A FORMER nurse who was diagnosed with autism in her 40s is backing a campaign to help improve awareness and build more tolerant attitudes towards those with the condition.

Karen Deverill, 48, worked for nearly three decades as a ward manager and midwife.

However, she became known as difficult to work with, frequently alienating colleagues by demanding perfect adherence to rules and protocols, or reporting them for talking inappropriately about a patient or administering medicine later than a doctor had dictated.

It was not until three years ago that she knew why. After her ten year old son was diagnosed with Asperger's Syndrome, Karen asked her psychiatrist whether she might have an autistic spectrum disorder too. She tested positive and it all made sense.

"I'd been referred to mental health services 17 years prior to that, and undergone regular hospital admissions. It made sense of difficulties I had had throughout my life."

She had always felt depressed – even though she had a happy marriage, a lovely son, a nice home and a job she loved. She had been unable to cope with noise or social situations.

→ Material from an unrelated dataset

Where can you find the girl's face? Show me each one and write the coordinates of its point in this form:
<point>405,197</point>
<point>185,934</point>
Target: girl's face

Now she's backing a campaign by the National Autistic Society aiming to improve the general public's understanding of autism, and and build more tolerant attitudes to the some of the traits which come with it.

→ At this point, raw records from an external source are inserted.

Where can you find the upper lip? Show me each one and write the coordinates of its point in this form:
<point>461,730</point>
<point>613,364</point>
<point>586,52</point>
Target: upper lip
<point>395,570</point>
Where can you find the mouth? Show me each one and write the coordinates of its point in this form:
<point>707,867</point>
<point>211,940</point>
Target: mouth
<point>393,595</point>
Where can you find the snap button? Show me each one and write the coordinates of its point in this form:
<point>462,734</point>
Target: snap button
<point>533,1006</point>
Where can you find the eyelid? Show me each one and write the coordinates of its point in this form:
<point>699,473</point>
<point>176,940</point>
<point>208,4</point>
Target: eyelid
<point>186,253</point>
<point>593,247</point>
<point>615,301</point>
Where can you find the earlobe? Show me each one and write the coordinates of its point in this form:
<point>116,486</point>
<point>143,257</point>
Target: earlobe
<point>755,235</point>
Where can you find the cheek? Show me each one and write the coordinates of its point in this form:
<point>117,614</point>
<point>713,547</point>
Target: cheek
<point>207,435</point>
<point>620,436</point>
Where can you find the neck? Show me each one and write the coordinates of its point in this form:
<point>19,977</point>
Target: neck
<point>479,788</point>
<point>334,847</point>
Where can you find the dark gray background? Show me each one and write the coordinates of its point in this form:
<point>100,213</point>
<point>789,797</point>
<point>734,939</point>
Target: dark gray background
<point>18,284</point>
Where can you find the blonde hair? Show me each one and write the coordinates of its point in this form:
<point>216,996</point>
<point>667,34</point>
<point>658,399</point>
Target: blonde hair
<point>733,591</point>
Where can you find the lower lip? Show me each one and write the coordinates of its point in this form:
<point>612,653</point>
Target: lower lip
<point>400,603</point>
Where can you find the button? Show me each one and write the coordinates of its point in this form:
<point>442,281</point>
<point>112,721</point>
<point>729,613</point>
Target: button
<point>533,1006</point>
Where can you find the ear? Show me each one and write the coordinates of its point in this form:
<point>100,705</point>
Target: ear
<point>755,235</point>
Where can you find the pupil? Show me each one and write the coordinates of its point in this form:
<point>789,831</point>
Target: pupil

While 99 per cent of the public have heard of autism, only 15 per cent of autistic people and their families think the public understands it.

The campaign is called Too Much Information, in recognition of the sensory overloads and meltdowns which people with autism can experience.

Karen knows those well. Busy environments disorientate her, which is why she preferred nursing on night shifts, and repetitive noises can make her nauseous, while the unexpected siren of a passing ambulance can literally knock her to the floor. "If I saw it coming I might be OK, but without warning, I would just fall over," she says.

She was unable to understand the social aspects of working life, or why her approach made her unpopular. She ended up isolated and stressed and eventually left her job. She doesn't blame the co-workers who ostracised her for their lack of understanding, and says she might well have felt the same in their position.

But she does wish she had got more appropriate help earlier, and suspects there are other women in her position. It was thought many more boys than girls suffered from autism, but NAS says it is gradually becoming clear that the numbers are more equal.

NAS spokeswoman Jo Ann Hamilton says girls may be more adaptive and better at making friends. Girls are more nurturing and so a caring friend may help someone cope with the condition.

But many end up in inappropriate contact with mental health services, she says, and like Karen wait years for diagnosis. "We have had people diagnosed in their eighties," Hamilton adds.

Karen, of Old Kilpatrick in West Dunbartonshire, was in the mental health system for 13 years and believes her life would have been completely different if her Asperger’s had been identified sooner. A mentor provided through NAS is helping her grow in confidence. "Now I think of myself as normal and the world as abnormal. I'm nearly 50. If I want to behave a certain way, I will. Why should I worry?" she says.

NAS Too Much Information campaign is designed to bring about concrete changes in attitudes too the one in 100 Scots who are on the autism spectrum. Using films and other methods to share the experiences if autistic people and their families, the charity aims to bring about a measurable shift in understanding Research will be carried out again in three years to see if it has had an impact.